In Neoclassical France, entrepreneur Joseph Dufour used leading-edge printing innovations to produce Les Sauvages De La Mer Pacifique (1804), a sophisticated 20-panel scenic wallpaper exemplifying the widespread, Romanticized fascination in Europe with the Pacific voyages undertaken by Captain Cook, de Bougainville and de la Perouse during the late 18th century. Two hundred years later, Reihana used 21st-century digital technologies and worked with theatre director Rachel House and actors and students from the Pacific Institute of Performing Arts to create a 32-minute film installation that brings to life the story of Pacific colonization, and the radical social changes the process entailed, with the sights and sounds of dance and cultural ceremonies.
A vast video panorama, Venus is populated by a cast of characters drawn from across New Zealand and the Pacific. Using the landscape forms of the wallpaper as a backdrop, Reihana filmed live-action scenes in front of green screens that depict interactions between Europeans and Polynesians during this tumultuous period to re-examine the intricacies of cultural identity and colonization.
“When I made the Venus project, I took all these Pacific characters out of this utopian, illustrated space and placed them in a more organic, primordial landscape,” explains Reihana.
Venus opened at the Auckland Art Gallery in 2015 and was the most-visited solo exhibition by a New Zealand artist at the gallery since 1997, with 49,000 estimated visitors.

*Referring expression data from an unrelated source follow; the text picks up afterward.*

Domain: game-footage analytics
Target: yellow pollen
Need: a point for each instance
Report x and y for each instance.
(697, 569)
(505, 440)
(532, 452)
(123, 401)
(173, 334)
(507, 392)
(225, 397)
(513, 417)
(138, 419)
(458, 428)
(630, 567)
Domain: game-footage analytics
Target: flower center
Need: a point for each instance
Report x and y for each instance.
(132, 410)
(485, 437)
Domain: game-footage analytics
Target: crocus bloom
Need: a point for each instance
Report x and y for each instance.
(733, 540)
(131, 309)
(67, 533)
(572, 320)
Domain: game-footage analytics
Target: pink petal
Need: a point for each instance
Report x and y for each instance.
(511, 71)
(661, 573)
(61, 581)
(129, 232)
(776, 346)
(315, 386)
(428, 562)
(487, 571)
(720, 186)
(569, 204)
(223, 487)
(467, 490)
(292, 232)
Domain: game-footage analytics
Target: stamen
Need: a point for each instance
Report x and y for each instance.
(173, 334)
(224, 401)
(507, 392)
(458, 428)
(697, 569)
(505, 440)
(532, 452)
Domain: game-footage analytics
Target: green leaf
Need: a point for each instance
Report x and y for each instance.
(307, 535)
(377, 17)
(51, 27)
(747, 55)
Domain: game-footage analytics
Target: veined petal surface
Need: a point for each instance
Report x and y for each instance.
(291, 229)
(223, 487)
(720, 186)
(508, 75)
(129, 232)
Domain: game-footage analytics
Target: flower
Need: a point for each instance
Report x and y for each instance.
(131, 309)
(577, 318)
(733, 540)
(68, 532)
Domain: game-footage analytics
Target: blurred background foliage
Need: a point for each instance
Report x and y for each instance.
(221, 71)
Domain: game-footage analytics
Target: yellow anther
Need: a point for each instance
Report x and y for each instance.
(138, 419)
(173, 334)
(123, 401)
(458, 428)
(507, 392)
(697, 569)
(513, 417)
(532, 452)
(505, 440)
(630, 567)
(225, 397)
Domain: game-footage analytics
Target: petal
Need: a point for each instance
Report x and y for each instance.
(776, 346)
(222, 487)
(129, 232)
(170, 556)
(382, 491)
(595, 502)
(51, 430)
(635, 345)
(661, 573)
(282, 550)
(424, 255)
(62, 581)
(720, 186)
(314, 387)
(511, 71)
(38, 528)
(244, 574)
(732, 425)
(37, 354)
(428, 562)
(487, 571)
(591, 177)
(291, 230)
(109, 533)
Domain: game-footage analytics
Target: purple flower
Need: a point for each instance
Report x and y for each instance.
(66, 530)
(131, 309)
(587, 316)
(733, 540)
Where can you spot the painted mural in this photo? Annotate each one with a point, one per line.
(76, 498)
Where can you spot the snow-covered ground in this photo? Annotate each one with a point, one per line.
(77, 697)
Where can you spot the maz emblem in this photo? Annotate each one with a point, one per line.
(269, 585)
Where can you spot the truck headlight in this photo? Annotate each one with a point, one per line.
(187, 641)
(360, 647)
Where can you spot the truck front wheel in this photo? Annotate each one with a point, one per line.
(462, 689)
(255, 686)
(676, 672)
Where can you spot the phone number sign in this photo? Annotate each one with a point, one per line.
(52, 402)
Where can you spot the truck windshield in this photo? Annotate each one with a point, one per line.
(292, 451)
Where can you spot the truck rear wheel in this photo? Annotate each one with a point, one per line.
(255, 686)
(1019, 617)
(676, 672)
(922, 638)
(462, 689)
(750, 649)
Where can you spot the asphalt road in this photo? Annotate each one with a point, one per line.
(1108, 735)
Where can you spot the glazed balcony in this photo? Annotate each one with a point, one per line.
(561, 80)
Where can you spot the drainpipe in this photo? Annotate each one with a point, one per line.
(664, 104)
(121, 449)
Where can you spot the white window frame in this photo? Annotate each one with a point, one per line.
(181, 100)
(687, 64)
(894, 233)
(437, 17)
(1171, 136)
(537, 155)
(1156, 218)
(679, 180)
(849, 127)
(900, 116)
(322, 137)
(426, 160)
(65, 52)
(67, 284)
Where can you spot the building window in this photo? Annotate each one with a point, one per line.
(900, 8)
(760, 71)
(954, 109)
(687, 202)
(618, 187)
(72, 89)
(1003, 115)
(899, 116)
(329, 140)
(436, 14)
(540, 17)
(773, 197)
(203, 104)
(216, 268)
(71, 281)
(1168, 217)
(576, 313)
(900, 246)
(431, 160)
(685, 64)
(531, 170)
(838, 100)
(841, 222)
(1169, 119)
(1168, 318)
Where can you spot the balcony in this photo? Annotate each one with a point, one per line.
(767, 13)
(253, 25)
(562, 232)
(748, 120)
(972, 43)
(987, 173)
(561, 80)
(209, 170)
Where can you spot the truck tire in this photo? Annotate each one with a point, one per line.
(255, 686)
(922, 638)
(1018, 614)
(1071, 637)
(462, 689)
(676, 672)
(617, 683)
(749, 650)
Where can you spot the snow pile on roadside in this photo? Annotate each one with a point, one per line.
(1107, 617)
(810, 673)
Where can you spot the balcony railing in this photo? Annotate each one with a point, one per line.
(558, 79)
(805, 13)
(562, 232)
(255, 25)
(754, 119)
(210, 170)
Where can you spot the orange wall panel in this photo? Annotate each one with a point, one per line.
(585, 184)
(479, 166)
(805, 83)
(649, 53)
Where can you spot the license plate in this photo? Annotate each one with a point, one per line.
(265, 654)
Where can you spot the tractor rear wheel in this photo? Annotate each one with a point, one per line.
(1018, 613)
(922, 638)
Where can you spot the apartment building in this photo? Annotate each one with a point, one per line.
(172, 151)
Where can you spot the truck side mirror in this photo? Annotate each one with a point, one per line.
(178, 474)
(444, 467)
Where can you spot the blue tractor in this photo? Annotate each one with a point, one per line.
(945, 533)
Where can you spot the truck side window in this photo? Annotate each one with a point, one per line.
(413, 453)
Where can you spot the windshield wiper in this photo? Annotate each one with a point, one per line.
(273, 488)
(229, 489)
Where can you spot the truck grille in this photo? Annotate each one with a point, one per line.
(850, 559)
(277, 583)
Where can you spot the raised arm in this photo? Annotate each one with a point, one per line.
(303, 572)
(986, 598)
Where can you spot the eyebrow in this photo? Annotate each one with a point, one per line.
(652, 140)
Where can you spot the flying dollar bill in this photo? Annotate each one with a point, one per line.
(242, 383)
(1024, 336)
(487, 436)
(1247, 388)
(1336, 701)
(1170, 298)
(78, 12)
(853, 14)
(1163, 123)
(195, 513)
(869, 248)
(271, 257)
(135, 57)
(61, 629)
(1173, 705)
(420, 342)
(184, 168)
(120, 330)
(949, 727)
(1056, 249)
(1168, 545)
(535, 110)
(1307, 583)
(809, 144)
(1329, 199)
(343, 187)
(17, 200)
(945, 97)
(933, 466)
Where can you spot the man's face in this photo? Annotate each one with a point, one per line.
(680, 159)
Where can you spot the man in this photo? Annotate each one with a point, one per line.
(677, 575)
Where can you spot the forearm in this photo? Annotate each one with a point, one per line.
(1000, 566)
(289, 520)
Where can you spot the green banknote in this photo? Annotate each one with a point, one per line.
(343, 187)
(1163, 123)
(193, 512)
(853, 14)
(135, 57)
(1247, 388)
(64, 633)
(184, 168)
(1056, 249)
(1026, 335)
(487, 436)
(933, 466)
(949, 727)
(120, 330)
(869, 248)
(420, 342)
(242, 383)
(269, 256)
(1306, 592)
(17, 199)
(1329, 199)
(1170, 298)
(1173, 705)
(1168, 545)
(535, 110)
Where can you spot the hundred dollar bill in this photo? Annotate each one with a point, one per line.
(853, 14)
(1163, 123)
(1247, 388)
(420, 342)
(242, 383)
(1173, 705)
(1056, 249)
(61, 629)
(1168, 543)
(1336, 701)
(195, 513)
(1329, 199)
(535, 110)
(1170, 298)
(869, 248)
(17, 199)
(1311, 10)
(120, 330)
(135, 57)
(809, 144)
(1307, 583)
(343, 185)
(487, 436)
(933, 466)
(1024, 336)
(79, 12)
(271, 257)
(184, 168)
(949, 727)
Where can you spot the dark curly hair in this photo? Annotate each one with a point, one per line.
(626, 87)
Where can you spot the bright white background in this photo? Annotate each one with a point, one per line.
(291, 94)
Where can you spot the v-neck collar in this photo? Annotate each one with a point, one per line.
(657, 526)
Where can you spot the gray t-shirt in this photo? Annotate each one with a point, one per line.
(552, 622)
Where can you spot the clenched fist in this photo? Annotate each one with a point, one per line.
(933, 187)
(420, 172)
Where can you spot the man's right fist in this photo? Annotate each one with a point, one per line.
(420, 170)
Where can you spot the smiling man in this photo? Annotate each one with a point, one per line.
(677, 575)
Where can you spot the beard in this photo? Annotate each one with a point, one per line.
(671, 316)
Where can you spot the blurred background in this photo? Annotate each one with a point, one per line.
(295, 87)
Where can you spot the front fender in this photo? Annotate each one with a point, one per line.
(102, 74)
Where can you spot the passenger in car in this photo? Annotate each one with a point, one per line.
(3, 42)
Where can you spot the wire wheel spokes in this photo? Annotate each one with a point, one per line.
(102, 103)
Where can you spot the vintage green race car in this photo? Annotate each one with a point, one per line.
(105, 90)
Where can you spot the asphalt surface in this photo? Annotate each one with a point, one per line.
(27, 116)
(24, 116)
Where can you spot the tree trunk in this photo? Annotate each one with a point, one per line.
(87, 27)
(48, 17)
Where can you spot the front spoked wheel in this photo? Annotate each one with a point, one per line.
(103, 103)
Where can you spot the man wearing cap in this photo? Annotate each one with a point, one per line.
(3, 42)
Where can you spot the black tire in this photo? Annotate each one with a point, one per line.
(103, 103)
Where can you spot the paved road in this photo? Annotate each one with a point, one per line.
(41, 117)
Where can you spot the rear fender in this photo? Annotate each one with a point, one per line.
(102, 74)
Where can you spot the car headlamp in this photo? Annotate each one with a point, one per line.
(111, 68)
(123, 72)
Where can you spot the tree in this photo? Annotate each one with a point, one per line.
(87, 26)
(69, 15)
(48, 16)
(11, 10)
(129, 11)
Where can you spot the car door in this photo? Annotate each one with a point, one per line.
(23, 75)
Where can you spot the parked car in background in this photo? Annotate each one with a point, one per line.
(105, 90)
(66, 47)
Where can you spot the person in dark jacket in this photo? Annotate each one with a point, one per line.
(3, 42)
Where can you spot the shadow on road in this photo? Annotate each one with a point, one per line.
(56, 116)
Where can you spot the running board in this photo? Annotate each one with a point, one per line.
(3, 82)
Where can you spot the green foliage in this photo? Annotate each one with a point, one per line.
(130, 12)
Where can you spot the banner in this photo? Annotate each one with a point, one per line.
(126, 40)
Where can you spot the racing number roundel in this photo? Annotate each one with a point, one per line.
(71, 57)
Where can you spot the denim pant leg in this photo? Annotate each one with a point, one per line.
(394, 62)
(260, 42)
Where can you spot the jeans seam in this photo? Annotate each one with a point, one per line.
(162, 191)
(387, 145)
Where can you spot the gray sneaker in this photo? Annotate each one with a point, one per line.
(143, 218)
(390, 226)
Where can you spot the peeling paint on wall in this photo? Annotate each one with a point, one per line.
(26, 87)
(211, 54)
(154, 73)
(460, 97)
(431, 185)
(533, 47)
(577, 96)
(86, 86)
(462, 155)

“What was really interesting was seeing people reassess how they think and feel about history itself,” says Reihana. “Because there’s a difference between reading it from a book and seeing it played out on real bodies. It’s another way of reappraising history. When you see real bodies, real living people playing out or revisiting their stories, I think you come to understand that history in a different manner. I have my own particular political and cultural beliefs, but when you present history to people in a very open and nonjudgmental way, it becomes like a safe space for people to revisit those ideas. It allows people to rethink how they feel about those things.”
Challenging historical and contemporary stereotypes, Venus and by extension Tai Whetuki return the Imperialist gaze of the Neoclassical period with a speculative twist that subverts and disrupts colonial notions of beauty, authenticity, history and myth.
“Truth and authenticity are completely subjective,” says Reihana. “I think Dufour’s wallpaper is an absolutely incredible and beautiful document in and of itself. If you study and try to replicate it, like I have, you can appreciate how much work has gone into creating it as a document.
“But when I first saw it, I couldn’t recognize any of the Pacific people depicted there. I dreamed of a time that I could bring Pacific bodies into that kind of field. I see these film projects as more of a structure and an opportunity for the other people who appear in them to present themselves and their work and their voice. The opportunity to focus on creative arts that re-assess and re-examine history is an amazing opportunity. I really look forward to seeing who attends the Biennial and what happens as a result of that. I think it’s fantastic for the Pacific.”